What travel experts are saying about Ann Coulter's Delta drama

It is day four of the drama storm over Ann Coulter’s seat change on a Delta (NYSE:DAL) Airlines flight on Saturday.

Coulter told FOX News on Tuesday that even after the airline tweeted that they would refund her $30 for bumping her out of her assigned seat with extra leg room, she still wants a reason why she got moved in the first place.


“It was before boarding, I had picked out the seat I wanted. I was in the waiting area, the boarding area, for 90 minutes,” said Coulter. “And then as I was boarding, the ticket agent snatched the ticket out of my hand and said, ‘No, we’ve given you a different seat.’ And I said ‘Why?’, and she said ‘Emergency.’”


Coulter later tweeted out a picture of the young female who took her spot and said that she was not “sickly,” elderly, or in the military.


Arthur Wolk, an aviation law expert, says what happened to Coulter is just another example of an industry “that has been allowed to consolidate such that the new mega airlines have no regard for their passengers nor even the contract that they enter when a passenger buys a ticket and pays in advance for enhanced seating.”

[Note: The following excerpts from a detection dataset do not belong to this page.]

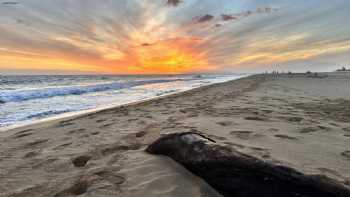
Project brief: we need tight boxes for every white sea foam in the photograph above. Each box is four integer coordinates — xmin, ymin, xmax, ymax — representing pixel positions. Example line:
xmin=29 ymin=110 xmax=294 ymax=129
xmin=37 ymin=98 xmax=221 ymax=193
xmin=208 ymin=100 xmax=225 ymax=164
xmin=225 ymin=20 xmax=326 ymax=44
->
xmin=0 ymin=75 xmax=245 ymax=127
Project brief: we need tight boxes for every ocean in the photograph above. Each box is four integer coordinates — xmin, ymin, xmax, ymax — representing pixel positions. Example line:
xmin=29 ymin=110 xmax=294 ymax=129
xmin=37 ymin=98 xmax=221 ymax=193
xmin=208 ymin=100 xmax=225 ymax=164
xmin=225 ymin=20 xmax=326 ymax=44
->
xmin=0 ymin=74 xmax=246 ymax=128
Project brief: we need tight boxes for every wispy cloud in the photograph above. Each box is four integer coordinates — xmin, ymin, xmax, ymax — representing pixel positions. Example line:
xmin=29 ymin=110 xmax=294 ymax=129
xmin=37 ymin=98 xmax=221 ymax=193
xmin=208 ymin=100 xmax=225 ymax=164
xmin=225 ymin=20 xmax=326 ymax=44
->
xmin=0 ymin=0 xmax=350 ymax=73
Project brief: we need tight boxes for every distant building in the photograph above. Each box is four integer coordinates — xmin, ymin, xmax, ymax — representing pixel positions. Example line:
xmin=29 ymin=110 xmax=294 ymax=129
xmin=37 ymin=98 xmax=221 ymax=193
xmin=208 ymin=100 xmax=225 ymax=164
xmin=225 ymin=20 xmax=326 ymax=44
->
xmin=337 ymin=67 xmax=350 ymax=72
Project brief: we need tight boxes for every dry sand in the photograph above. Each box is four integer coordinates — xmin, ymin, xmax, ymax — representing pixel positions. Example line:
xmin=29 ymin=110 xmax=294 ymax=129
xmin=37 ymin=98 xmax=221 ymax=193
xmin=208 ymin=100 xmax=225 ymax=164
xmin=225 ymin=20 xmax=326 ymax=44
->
xmin=0 ymin=73 xmax=350 ymax=197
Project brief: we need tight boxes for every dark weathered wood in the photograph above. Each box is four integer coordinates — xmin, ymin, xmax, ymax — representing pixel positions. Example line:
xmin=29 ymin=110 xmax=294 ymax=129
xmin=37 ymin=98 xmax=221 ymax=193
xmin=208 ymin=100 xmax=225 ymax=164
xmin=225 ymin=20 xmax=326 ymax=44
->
xmin=146 ymin=132 xmax=350 ymax=197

“The arrogance of some of the staff is a function of a system that treats people like cattle and does not appreciate that without paying passengers there is no airline. The government regulators have permitted airlines to monopolize popular destinations, cut flights so that aircraft are almost always full or beyond full with overbooking and then enforce no basic service requirements until a legislator or public figure gets abused or someone is needlessly injured,” Wolk tells FOX Business.

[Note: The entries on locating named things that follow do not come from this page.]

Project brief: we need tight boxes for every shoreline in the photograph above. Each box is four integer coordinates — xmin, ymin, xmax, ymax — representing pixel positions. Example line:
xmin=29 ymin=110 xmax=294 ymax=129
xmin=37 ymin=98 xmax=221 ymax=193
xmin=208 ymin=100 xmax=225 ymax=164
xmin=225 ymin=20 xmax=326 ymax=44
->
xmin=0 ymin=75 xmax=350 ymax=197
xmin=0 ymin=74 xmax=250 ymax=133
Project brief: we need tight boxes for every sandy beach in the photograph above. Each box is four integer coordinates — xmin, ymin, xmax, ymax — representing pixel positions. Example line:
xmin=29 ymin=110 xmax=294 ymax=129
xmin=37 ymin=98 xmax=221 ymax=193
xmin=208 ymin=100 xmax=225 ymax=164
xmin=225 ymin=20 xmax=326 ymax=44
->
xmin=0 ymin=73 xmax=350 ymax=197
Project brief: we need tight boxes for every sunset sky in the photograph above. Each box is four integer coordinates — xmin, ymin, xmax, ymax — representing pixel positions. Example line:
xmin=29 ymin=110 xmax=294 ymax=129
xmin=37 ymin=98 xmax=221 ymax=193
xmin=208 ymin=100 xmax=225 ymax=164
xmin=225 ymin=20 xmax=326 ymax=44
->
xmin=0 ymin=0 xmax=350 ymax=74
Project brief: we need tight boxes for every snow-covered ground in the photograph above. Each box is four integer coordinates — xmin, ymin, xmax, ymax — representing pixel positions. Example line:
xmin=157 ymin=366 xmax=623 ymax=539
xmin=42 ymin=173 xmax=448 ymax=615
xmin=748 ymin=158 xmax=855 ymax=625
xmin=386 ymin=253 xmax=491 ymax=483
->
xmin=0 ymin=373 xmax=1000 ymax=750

However Brian Kelly, travel expert and founder and CEO of The Points Guy, an online travel website, tells FOX Business that the switcheroo “was not that big of a deal.”

“It seemed like a computer glitch. [Ann Coulter’s] reaction was inappropriate. She was asked to move two seats over and had the same amount of leg room,” Kelly tells FOX Business.


Kelly adds that while Delta could have been a “little bit more professional” on how they handled the situation by not getting emotional in tweets back at Coulter, travelers overall need to be more flexible when flying.

“According to airline contracts, they can move you. A gate agent can move you any time they want. People need to understand this and be flexible,” Kelly says.

But Coulter isn’t backing down. On Monday, she tweeted one-day stock chart comparisons from Monday’s session for Delta (NYSE:DAL) vs. JetBlue (NASDAQ:JBLU).

Both stocks were trading slightly lower in early trade on Tuesday.